A Note on Stability in Asynchronous Stochastic Approximation without Communication Delays
Huizhen Yu, Yi Wan, Richard S. Sutton
TL;DR
This work addresses stability and convergence of asynchronous stochastic approximation in $\mathbb{R}^d$ without communication delays, by extending the Borkar–Meyn framework to accommodate more general noise. The authors develop a detailed ODE-based analysis using scaled iterates, time-rescaled trajectories, and scaled drift functions $h_c$ and $h_\infty$ to prove almost sure boundedness (stability) and convergence to invariant sets of $\dot{x}(t)=h(x(t))$, with refinements describing segment-wise behavior. The results yield robust convergence guarantees for average-reward reinforcement learning algorithms, such as average-reward Q-learning, under weakly communicating MDPs/SMDPs.
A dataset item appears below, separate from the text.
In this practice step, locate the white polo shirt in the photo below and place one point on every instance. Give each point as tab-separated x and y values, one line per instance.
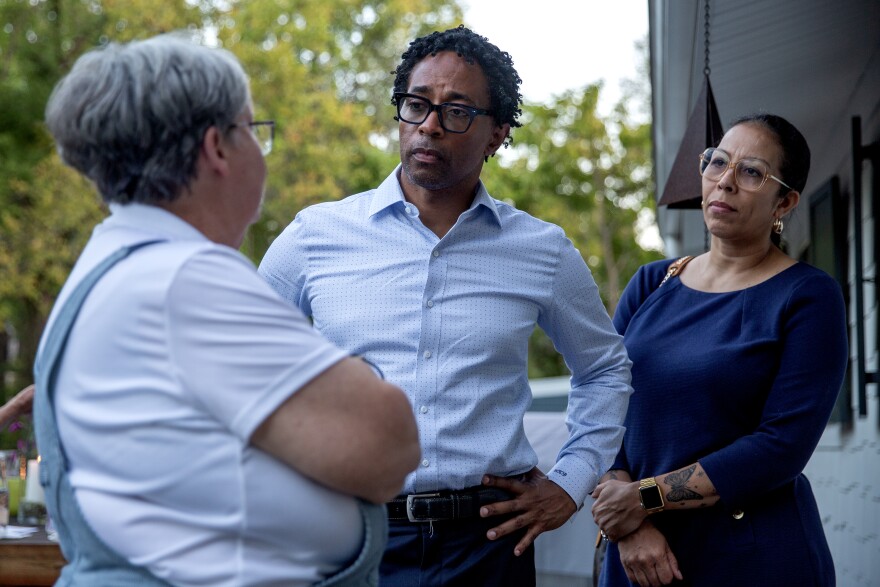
179	353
The findings have practical significance for RL in distributed and asynchronous settings, providing a principled basis for stability and convergence in the presence of general noise structures; an alternative stability proof under stronger noise assumptions is provided in the appendix, and future work includes extending to noisy delayed/distributed updates.
Abstract
In this paper, we study asynchronous stochastic approximation algorithms without communication delays. Our main contribution is a stability proof for these algorithms that extends a method of Borkar and Meyn by accommodating more general noise conditions. We also derive convergence results from this stability result and discuss their application in important average-reward reinforcement learning problems.